The most uncommon venue/place, where have you ever played?

Shank was the only band playing in a bar somewhere in Poland that turned into a reggae disco. There was a bunch of Polish reggae guys waiting to listen to songs about Lions of Judah, Babylon and Zion sitting patiently through our set.

Not my favourite tour moment to be honest.

Shank also played a show with an anarchist puppet theatre once. Strange times…


Are you going touring Europe sometime in future?

I hope so, but we'll see. Time and money are two things have increasingly less of, so it might not happen.

Plus when Iron Lung, Hatred Surge and Blockade toured Europe in 2007 it seemed like the style of music we were doing just wasn't that popular in Europe.

You told me that The Endless Blockade broke up actually and you have new band... Tell us more, what we can expect?

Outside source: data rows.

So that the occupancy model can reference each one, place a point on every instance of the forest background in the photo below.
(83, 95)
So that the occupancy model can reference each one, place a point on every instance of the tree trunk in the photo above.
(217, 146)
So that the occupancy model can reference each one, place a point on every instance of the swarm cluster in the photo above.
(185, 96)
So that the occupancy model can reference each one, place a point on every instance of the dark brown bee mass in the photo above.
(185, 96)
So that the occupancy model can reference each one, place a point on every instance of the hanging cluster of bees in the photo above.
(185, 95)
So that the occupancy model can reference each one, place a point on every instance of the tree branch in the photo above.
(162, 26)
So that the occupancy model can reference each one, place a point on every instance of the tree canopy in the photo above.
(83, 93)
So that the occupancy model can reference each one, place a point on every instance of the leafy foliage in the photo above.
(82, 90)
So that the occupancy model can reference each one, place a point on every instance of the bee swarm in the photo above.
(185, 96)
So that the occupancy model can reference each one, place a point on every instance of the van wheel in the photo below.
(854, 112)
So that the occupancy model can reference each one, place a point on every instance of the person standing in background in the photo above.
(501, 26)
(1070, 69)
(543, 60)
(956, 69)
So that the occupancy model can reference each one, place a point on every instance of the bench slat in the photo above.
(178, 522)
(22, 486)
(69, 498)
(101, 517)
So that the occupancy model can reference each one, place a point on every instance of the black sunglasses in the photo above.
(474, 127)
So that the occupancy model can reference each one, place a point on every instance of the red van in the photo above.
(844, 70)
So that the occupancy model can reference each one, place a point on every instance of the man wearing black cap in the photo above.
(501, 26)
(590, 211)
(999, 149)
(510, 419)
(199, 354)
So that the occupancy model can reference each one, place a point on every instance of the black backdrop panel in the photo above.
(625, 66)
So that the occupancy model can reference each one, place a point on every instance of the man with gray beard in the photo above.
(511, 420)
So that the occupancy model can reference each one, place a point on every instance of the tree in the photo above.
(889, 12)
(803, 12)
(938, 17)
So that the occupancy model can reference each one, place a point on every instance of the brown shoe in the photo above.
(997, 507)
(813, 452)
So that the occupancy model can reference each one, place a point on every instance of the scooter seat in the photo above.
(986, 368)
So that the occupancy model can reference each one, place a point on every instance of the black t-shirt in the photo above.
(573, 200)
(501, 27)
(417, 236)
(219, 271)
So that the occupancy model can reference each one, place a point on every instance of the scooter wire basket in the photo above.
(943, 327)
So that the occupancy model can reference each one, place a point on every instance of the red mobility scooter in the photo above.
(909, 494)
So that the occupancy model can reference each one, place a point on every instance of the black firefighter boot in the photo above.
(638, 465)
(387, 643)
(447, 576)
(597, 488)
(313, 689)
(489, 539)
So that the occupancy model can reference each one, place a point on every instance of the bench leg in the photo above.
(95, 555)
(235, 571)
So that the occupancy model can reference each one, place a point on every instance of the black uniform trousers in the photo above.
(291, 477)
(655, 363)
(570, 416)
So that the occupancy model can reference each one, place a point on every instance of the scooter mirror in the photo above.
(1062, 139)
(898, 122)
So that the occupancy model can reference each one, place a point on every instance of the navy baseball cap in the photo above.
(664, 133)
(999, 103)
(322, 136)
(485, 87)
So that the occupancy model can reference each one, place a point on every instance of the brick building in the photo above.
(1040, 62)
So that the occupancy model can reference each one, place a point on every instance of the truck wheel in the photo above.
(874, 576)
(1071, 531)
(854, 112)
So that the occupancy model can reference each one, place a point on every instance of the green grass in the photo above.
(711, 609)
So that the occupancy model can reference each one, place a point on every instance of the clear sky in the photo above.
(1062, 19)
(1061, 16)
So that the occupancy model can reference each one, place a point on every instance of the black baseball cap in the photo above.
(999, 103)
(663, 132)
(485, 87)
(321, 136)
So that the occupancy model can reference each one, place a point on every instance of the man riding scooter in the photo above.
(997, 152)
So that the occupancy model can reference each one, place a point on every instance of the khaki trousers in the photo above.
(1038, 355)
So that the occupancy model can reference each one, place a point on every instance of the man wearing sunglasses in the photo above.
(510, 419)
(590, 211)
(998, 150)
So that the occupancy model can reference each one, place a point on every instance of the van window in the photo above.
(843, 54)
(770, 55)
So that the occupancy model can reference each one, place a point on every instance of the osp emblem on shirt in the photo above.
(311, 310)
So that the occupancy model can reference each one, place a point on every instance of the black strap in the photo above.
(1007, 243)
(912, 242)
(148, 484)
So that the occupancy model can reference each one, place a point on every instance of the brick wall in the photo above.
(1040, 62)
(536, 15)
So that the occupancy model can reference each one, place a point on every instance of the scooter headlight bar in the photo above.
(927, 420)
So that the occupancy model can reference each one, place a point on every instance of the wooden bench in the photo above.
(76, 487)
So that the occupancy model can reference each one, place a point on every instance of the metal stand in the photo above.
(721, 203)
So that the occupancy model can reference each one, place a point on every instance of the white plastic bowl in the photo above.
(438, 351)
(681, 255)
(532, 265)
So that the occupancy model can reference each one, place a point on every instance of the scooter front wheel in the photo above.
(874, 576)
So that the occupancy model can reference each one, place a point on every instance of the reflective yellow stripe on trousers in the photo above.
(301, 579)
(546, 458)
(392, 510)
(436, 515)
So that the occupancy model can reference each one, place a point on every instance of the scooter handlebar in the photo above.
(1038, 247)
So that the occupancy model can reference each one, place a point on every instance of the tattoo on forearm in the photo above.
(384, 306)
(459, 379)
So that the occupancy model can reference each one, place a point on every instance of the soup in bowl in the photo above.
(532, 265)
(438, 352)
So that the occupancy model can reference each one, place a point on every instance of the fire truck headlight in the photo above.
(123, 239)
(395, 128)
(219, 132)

We played our last show in July 2010, when Ben moved to Bermuda to live in a tropical island paradise. Column of Heaven is the new band, we had a tape available in mid-2011, now sold out, but you can download it pretty easily. There's a 12" ep due out on SPHC, which is Dan from Lotus Fucker's label, sometime in 2012. We have a few other releases planned after that but experience has told me not to mention releases until they're almost out.

Column of Heaven carries on the same lineage that I've been doing for a long time now. In much the same way that Blockade came from the ideas we were doing in Shank, Column of Heaven comes from some of the ideas we were doing in Blockade.


It’s all. Thanx a lot for your time. Any final words?

Hails to all middle age hardcore guys in eastern Europe that I've known over the years.